Prenez les congés de paternité et de maternité. Les premiers sont facultatifs et limités à 10 jours, les deuxièmes obligatoires pour minimum 10 semaines. Le jeune écrivain néerlandais Rutger Bregman a encore dernièrement pointé le congé de paternité comme principal cheval de bataille dans le chemin vers l’égalité des sexes. L’écrivain cite de manière convaincante des études dont il ressort que le congé de paternité mène les pères à s’investir plus dans le ménage et les mères à gagner mieux leurs vies. Pas seulement pendant les quelques semaines après la grossesse, mais pendant le reste de leur vie. Des recherches montrent qu’une éducation balancée rend les enfants plus intelligents et empathiques, et deviennent à leur tour de meilleurs papas. Les nombreux pères qui lisent ceci confirmeront qu’une bonne relation avec ses enfants vaut de l’or. Il n’est point de coïncidences que trois pères sur quatre veulent passer plus de temps en famille, d’après une enquête récente de la Ligue des Familles. Les pères qui ont pris leurs congés de paternité divorcent moins et vivent plus longtemps, nous apprend une étude suédoise. Bregman conclut: ‘Le congé de paternité est en fait comme un cheval de Troie qui renverse une fois pour toute le combat de l’émancipation. Cela va beaucoup plus loin que de faire des tartines et repasser ses chemises pendant quelques semaines. Cela met le ménage sens dessus dessous, pour toute une vie.’

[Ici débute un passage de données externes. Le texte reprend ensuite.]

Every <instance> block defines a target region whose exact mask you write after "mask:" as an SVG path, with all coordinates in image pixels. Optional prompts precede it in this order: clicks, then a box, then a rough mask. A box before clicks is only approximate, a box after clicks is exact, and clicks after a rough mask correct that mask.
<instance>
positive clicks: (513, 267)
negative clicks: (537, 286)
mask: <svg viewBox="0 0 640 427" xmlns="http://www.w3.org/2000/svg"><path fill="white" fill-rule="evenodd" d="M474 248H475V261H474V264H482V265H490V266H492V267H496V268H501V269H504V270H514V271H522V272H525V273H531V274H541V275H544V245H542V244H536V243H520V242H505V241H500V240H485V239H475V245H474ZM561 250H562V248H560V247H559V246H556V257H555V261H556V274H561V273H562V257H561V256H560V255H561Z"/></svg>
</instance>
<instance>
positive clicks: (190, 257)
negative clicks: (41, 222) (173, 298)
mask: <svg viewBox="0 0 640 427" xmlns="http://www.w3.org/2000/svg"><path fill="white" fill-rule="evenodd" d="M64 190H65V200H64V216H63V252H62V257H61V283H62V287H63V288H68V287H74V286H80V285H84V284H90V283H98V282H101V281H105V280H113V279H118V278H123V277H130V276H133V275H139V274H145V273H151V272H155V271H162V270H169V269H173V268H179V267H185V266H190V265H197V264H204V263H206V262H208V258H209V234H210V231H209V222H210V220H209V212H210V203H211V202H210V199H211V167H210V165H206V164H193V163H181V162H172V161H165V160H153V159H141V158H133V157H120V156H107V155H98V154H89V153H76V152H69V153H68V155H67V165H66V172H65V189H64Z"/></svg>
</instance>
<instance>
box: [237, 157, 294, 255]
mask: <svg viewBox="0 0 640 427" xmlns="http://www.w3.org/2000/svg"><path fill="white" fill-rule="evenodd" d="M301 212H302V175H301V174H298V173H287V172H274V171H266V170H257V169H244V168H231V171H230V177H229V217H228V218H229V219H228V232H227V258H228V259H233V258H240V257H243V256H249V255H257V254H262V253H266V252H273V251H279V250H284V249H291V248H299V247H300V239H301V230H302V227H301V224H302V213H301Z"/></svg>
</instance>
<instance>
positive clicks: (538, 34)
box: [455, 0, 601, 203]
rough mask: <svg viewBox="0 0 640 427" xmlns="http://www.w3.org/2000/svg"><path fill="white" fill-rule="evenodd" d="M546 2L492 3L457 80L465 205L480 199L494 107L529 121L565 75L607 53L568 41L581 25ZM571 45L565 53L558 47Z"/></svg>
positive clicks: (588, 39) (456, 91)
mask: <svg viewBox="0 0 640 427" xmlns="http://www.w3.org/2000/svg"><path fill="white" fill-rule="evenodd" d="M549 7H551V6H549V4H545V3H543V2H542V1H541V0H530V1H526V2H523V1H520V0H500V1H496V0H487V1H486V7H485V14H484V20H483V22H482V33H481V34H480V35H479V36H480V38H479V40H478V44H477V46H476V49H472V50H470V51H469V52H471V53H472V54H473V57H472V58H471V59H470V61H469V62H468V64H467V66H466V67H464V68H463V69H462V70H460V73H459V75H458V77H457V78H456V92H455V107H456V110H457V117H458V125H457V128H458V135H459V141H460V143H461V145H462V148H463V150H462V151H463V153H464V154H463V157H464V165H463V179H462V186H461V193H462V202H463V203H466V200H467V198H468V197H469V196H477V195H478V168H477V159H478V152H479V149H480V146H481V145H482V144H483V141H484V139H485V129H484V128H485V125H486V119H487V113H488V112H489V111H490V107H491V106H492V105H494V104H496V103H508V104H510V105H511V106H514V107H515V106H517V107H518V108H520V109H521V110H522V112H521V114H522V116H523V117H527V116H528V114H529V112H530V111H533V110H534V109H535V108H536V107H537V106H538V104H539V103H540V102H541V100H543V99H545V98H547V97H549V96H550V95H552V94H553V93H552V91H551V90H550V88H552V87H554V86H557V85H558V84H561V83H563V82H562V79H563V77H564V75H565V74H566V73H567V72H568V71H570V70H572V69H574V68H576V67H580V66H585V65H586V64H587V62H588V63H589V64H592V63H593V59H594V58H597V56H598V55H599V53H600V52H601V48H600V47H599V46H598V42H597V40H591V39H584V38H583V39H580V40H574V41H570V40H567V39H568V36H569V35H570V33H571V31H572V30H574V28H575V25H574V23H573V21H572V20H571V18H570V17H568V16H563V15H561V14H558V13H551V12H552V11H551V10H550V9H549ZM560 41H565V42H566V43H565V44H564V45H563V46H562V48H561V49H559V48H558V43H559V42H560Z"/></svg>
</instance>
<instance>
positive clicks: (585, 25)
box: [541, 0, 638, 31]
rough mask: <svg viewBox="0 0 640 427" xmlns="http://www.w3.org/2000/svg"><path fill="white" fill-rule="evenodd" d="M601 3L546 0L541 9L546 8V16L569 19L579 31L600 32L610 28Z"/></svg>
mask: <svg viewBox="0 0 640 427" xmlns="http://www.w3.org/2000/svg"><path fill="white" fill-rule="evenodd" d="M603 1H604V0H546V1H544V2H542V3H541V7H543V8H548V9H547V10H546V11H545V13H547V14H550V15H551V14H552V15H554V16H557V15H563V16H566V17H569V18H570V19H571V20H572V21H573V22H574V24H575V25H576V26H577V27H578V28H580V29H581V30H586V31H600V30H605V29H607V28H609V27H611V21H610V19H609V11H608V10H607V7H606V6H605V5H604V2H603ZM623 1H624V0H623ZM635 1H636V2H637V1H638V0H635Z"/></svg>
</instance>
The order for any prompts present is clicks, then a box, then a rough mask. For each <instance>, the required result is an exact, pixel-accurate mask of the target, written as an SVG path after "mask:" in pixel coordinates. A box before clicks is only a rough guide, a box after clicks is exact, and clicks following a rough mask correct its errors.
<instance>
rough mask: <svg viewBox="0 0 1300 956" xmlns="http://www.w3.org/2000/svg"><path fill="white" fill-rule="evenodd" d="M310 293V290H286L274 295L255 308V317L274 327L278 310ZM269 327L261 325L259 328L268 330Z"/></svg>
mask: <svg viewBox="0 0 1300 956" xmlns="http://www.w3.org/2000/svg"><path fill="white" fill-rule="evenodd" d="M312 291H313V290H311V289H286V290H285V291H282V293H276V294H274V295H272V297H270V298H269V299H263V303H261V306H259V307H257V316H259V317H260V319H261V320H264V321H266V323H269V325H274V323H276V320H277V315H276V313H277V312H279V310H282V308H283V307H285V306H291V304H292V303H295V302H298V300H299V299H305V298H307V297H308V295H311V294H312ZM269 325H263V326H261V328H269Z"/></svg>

Comme société, nous devons respecter les choix professionnels et familiaux, quel que soit le genre de la personne dont il émane. Lorsqu’existera une équité dans la redistribution des responsabilités et plaisirs ménagers, menant à des opportunités professionnelles égales pour hommes et femmes, alors le choix pour le boulot ou la famille par les deux sexes pourra être pris vide de préjugés, et deviendra une décision libre. Nous avions déjà plaidé dans ce journal pour le congé de paternité obligatoire (L’Echo 28/06/2013) comme premier pas dans ce long processus. Le féminisme moderne se bat en effet pour l’égalité des chances et le libre-choix. Peu importe le sexe. Pour les hommes aussi il y a encore du pain sur la planche. Ne l’oublions pas lors de la journée internationale de la femme.